Skip to content

The get_multi_indexes method in PGDialect does not work correctly with pgvector-rs #11724

@xianyuntang

Description

@xianyuntang

Describe the bug

When my database uses Postgres 16 with pgvector-rs and applies the following index, an unexpected error occurs when I attempt to auto-generate a revision through Alembic.

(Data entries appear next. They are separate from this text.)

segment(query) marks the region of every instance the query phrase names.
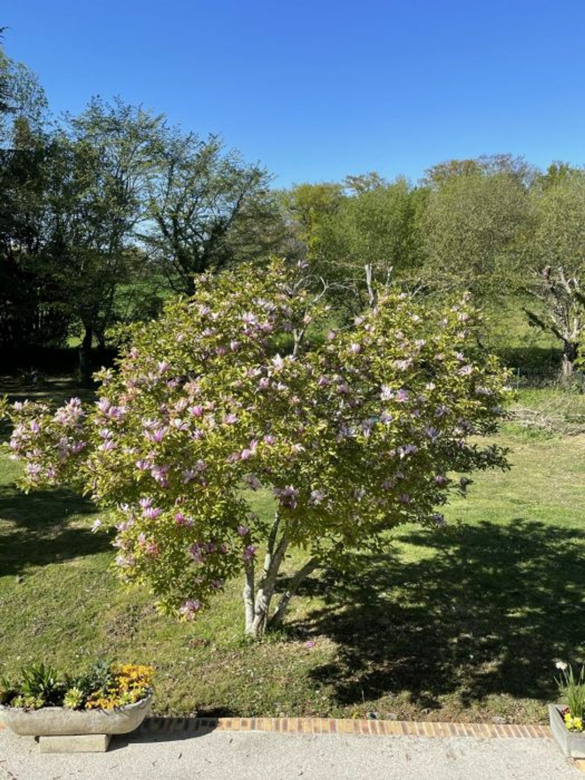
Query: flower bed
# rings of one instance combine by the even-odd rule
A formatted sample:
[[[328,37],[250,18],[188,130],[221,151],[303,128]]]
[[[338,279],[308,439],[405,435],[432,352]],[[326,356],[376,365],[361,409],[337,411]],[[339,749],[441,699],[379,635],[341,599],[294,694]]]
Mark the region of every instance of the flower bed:
[[[5,711],[119,709],[150,697],[152,675],[151,667],[134,664],[98,661],[76,676],[32,664],[22,670],[20,680],[0,680],[0,704]]]

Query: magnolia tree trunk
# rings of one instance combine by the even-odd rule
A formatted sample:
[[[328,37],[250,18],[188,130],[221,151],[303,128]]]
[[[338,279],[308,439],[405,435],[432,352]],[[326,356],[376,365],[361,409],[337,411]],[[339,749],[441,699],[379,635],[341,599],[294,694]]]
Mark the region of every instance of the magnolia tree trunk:
[[[264,567],[257,584],[254,576],[254,559],[247,561],[246,564],[246,583],[243,594],[246,633],[254,639],[260,639],[267,628],[275,628],[281,625],[291,598],[302,582],[317,569],[319,563],[317,558],[311,558],[299,569],[291,579],[287,590],[281,595],[276,609],[271,615],[271,604],[275,595],[276,579],[289,544],[285,534],[279,536],[279,526],[280,516],[277,513],[268,537]]]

The root cause is that the index in pgvector-rs is slightly different from the index in PostgreSQL

When I query the indexes using

SELECT
    indexname,
    indexdef
FROM
    pg_indexes
WHERE
    tablename = 'vectors_768';

I noticed that the PostgreSQL index is:

CREATE INDEX ix_vector_embedding ON public.vectors_768 USING hnsw (embedding vector_l2_ops) WITH (m='4', ef_construction='10');

However, the index from pgvector-rs is:

CREATE INDEX ix_vector_embedding ON public.vectors_768 USING vectors (embedding vector_cos_ops) WITH (options='[indexing.hnsw]+
                     | m = 4                                                                                                                         +
                     | ef_construction = 10');

To fix this issue, just need to modify the get_multi_indexes method in PGDialect.

if row["reloptions"]:
-    dialect_options["postgresql_with"] = dict([option.split("=") for option in row["reloptions"]])
+    dialect_options["postgresql_with"] = dict([option.split("=", 1) for option in row["reloptions"]])

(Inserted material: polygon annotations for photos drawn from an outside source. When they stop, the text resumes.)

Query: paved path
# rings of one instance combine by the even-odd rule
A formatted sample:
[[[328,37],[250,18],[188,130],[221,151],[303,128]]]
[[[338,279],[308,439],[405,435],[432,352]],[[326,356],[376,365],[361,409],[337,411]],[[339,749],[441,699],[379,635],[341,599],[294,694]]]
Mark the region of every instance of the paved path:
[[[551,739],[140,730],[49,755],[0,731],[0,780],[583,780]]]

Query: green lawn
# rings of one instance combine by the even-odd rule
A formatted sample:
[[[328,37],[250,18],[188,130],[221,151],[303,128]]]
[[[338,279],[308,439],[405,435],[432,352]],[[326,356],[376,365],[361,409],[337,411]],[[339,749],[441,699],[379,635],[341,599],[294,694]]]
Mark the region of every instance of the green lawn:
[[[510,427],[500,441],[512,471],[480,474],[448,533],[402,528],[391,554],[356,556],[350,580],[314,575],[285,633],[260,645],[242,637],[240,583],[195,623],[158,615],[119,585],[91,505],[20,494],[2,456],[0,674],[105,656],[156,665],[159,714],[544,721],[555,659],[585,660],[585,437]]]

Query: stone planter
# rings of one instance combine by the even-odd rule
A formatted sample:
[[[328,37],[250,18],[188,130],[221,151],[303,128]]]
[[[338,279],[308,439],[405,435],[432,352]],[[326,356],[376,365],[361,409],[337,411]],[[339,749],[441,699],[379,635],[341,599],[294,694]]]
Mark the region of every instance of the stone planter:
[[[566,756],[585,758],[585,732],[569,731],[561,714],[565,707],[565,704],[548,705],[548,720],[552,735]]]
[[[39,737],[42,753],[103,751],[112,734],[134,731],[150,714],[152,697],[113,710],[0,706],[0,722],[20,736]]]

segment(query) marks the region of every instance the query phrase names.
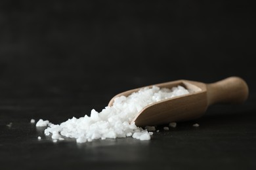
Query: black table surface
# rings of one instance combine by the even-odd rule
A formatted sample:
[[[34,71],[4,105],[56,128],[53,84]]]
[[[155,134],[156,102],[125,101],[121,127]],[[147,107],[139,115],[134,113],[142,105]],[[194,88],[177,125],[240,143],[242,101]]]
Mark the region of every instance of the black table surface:
[[[93,94],[88,96],[93,100],[98,98]],[[104,97],[109,96],[102,94],[102,99]],[[157,127],[160,132],[154,132],[150,141],[128,137],[77,144],[73,139],[53,143],[51,137],[45,136],[44,128],[36,128],[30,120],[43,118],[59,124],[72,116],[83,116],[93,106],[100,110],[103,104],[87,105],[88,100],[63,98],[26,99],[15,103],[1,101],[5,103],[1,106],[0,119],[1,169],[253,169],[255,101],[251,99],[242,105],[212,106],[202,118],[178,123],[169,131]],[[10,123],[11,127],[7,126]],[[200,126],[193,127],[195,123]],[[38,140],[38,136],[42,139]]]
[[[0,169],[256,169],[255,18],[241,1],[0,1]],[[150,141],[55,143],[30,123],[100,111],[135,88],[230,76],[248,83],[245,103],[159,126]]]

Optional link from https://docs.sqlalchemy.org which documents the behavior that is expected

No response

SQLAlchemy Version in Use

2.0.31

DBAPI (i.e. the database driver)

asyncpg

Database Vendor and Major Version

Postgres 16.3 with pgvector-rs 0.2.1

Python Version

3.10.11

Operating system

OSX

To Reproduce

from sqlalchemy.ext.asyncio import async_sessionmaker, create_async_engine
from sqlalchemy.ext.asyncio import AsyncAttrs
from sqlalchemy.orm import DeclarativeBase, Mapped, mapped_column
from sqlalchemy import Index
from pgvector.sqlalchemy import Vector

engine = create_async_engine("postgresql+asyncpg://username:password@localhost/pgdb")

AsyncSessionMaker = async_sessionmaker(
    bind=engine, autocommit=False, autoflush=False, expire_on_commit=False
)


class Base(AsyncAttrs, DeclarativeBase):
    pass


class Vector768(Base):
    __tablename__ = "vectors"

    __table_args__ = (
        Index(
            "ix_vector_embedding",
            "embedding",
            postgresql_using="hnsw",
            postgresql_with={"m": 4, "ef_construction": 10},
            postgresql_ops={"embedding": "vector_l2_ops"},
        ),
    )

    id: Mapped[int] = mapped_column(autoincrement=True, primary_key=True)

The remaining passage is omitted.